「キャスティングの持ち腐れ」ドリーム うそつきカモメさんの映画レビュー(感想・評価)
キャスティングの持ち腐れ
「ヘルプ~心がつなぐストーリー」と言う映画が大好きで、味を占めて同じようなジャンルの映画は出来るだけ見ようと思っているのですが、今回は気合入ってました。
NASAが舞台で、黒人差別にくじけない女性が主人公、オクタヴィア・スペンサー!
「こりゃ、見に行くしかない」という運びに。
結果、やや肩透かしを食らったような手応えだったのですが、それでも、ケビン・コスナーが彼女たちに理解を示すシーンは感動で震えました。
残念だったのは、3人である必然性が薄いことです。天才的な計算能力があるキャサリンの「闘い」だけにフォーカスしても良かったし、むしろそのほうが良かったんじゃないかとも思いました。
最近見たんですが、「キューティ・ブロンド」と言う映画では、ブロンドである女性が、その偏見から受ける不当な扱いを、持ち前のポジティブさと、奇跡のような幸運で乗り切っていくコメディでしたが、あえて誤解を恐れずに言うなら「同じ」目線の映画だと思いました。
差別と偏見を同列で語ることは、許されないと承知していますが、映画ではどちらも主人公を苦しめる「試練」として語られ、主人公たちがそれを乗り越えていくことに観客は共感を覚えます。だからシリアスなヒューマンドラマであろうが、能天気なコメディであろうが、登場人物たちは映画の中で泣き、苦しみ、勝利していくのです。
「ドリーム」に話を戻すと、3人の黒人女性たちが、NASAで受けてきた不当な差別と闘い、正当な評価を得るまでを描いたドラマです。ところが3人が力を合わせて闘うというのではなく、それぞれが自分の才能で勝ち抜いていくお話で、ドロシーとジャネールの二人は添え物のような扱い。
他にも大勢のマイノリティが差別されていた時代で、その舞台がたまたまNASAだったというだけのお話に思えました。つまり、どこのオフィスでもこの時代、きっとこのような闘いが繰り広げられたのです。
人類が月を目指そうかと言う時代に、肌の色で優劣をつけている場合じゃないという認識が「当たり前」じゃなかった。それどころか、今世紀に至っても白人至上主義なんて言葉がはびこっているんですから、こういう作品が評価されるのは当然です。
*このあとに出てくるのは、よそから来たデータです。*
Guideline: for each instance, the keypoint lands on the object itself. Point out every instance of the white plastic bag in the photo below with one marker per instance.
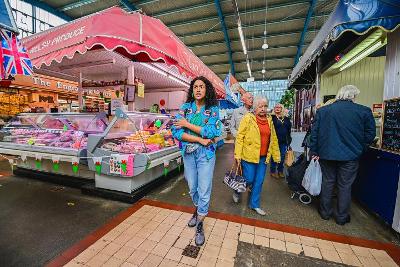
(313, 178)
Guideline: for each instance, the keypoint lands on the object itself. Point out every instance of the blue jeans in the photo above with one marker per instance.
(282, 149)
(199, 173)
(254, 175)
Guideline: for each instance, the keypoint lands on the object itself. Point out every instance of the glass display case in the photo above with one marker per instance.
(138, 133)
(135, 144)
(55, 133)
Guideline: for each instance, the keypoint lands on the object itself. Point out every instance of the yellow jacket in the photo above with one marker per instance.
(248, 141)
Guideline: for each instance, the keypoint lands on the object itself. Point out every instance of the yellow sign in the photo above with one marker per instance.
(140, 90)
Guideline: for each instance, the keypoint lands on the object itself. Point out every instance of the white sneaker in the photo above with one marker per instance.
(260, 211)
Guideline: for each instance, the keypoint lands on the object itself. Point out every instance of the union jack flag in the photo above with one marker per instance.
(15, 59)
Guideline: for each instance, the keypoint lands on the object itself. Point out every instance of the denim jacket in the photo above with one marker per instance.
(211, 126)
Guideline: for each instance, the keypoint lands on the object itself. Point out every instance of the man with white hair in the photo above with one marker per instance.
(341, 132)
(239, 113)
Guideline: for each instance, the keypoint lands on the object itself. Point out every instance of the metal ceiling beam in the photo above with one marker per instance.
(128, 5)
(303, 33)
(205, 57)
(226, 36)
(257, 70)
(211, 18)
(147, 2)
(201, 34)
(174, 11)
(48, 8)
(259, 37)
(77, 4)
(250, 51)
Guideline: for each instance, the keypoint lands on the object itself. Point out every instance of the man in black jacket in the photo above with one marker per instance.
(341, 132)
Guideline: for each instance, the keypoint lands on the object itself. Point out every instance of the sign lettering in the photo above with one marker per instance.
(58, 39)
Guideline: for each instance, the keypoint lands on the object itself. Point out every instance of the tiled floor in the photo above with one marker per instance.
(154, 236)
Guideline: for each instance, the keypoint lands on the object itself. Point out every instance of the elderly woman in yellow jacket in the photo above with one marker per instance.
(256, 143)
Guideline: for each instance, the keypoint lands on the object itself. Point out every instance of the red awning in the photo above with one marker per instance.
(133, 35)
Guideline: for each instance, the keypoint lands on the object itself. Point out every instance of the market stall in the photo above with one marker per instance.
(134, 149)
(51, 142)
(359, 45)
(13, 61)
(136, 61)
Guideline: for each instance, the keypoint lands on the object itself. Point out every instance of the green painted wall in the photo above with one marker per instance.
(367, 75)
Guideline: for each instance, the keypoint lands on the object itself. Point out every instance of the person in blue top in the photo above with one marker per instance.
(341, 133)
(196, 126)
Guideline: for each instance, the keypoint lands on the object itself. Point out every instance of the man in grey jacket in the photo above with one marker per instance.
(238, 113)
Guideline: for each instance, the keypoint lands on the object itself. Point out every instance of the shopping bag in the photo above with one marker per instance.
(235, 180)
(289, 157)
(313, 178)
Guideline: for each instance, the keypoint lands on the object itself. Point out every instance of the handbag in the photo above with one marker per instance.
(312, 180)
(235, 180)
(289, 157)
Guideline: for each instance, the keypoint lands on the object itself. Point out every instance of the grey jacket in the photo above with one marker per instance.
(237, 116)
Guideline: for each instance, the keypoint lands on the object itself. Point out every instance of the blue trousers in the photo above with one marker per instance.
(282, 149)
(199, 173)
(342, 174)
(254, 174)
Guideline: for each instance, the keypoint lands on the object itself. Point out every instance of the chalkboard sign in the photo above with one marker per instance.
(391, 125)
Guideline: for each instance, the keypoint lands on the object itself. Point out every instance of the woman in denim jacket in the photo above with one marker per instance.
(196, 126)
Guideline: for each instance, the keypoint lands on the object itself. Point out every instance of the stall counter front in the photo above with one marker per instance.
(377, 185)
(134, 150)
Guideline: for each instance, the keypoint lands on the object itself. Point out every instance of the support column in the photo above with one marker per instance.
(392, 67)
(131, 80)
(80, 92)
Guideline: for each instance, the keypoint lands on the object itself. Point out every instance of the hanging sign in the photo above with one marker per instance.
(140, 90)
(121, 164)
(116, 103)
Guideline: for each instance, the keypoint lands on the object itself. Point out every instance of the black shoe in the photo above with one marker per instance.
(347, 220)
(323, 217)
(193, 221)
(199, 239)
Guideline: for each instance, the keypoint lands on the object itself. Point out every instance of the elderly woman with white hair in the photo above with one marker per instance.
(341, 132)
(256, 143)
(283, 128)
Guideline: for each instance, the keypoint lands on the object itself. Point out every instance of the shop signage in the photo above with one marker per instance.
(140, 90)
(45, 82)
(116, 103)
(58, 39)
(48, 99)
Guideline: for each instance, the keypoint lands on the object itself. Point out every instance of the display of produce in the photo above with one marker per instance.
(11, 104)
(135, 149)
(144, 139)
(52, 130)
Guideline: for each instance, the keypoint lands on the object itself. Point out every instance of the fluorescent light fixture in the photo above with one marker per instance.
(177, 80)
(242, 38)
(149, 66)
(265, 45)
(89, 64)
(362, 55)
(248, 68)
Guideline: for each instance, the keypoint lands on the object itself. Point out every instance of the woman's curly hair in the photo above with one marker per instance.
(211, 96)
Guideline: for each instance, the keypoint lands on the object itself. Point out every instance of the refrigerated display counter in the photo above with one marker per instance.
(134, 150)
(51, 142)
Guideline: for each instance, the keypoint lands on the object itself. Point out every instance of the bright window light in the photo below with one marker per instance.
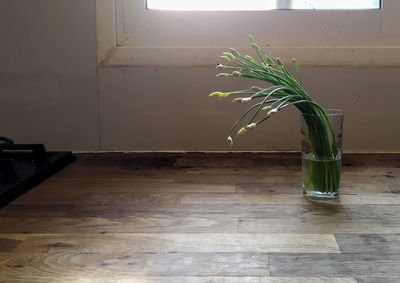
(260, 5)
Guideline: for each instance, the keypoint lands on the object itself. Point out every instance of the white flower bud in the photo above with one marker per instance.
(236, 74)
(242, 131)
(256, 88)
(251, 126)
(272, 111)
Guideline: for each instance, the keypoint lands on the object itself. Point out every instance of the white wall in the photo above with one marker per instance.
(49, 93)
(48, 84)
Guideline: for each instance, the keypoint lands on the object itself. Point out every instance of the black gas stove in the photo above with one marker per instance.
(23, 166)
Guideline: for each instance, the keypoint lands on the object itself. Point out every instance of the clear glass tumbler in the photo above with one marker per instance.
(321, 140)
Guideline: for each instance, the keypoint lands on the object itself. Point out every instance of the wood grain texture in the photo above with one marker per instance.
(203, 218)
(186, 279)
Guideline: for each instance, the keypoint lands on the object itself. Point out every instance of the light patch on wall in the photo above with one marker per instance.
(260, 5)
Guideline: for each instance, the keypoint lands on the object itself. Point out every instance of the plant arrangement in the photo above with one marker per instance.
(284, 90)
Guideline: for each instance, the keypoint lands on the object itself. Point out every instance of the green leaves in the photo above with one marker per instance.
(219, 94)
(285, 90)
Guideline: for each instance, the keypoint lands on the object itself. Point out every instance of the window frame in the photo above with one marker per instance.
(118, 46)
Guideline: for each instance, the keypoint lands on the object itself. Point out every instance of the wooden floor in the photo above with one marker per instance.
(203, 218)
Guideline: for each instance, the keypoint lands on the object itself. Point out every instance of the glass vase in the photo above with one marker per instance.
(321, 143)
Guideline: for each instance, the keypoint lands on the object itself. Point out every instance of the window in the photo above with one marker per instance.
(257, 5)
(131, 34)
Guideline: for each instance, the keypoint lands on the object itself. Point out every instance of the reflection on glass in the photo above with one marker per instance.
(259, 5)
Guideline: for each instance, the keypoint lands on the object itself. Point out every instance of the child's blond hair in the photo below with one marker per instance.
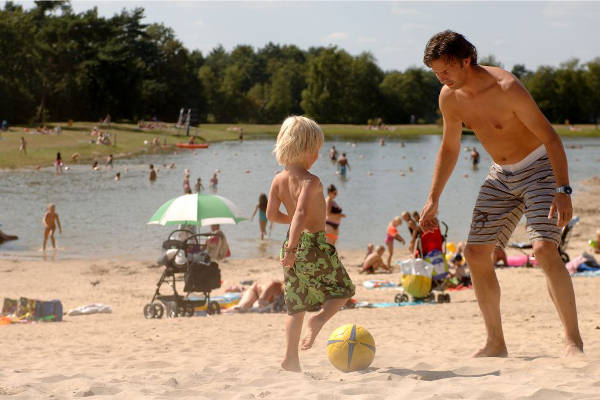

でも、肝心の映画そのものは、さほど強い感動が味わえるでもなく、それぞれの俳優たちがいい仕事をしているな、と言う程度のお話でした。
個人的には、ジム・パーソンズが「ビッグ★バン・セオリー」でのコミカルな味を消し去って、嫌味な同僚を演じていたのが悲しかった。もう少し見せ場を作って欲しかったし、キルスティン・ダンストも、抑えたいい演技をしていますが、前述の通り、ここはリース・ウィザースプーンか、ブライス・ダラス・ハワードをキャスティングして欲しかった。とにかく、豪華なキャスティングは、集めた顔ぶれにかかわらず、さほど効果を発揮していません。
私が期待していたのは、人類の成し遂げた偉業、有人月面探査には、語られないマイノリティたちの貢献があった。そこにフォーカスしたドラマだったのですが、それほどの事でもなく、時代に翻弄された人たちの群像劇に収まってしまっている印象です。その味付けとして、「人種差別」と「東西冷戦」が選ばれただけのように感じました。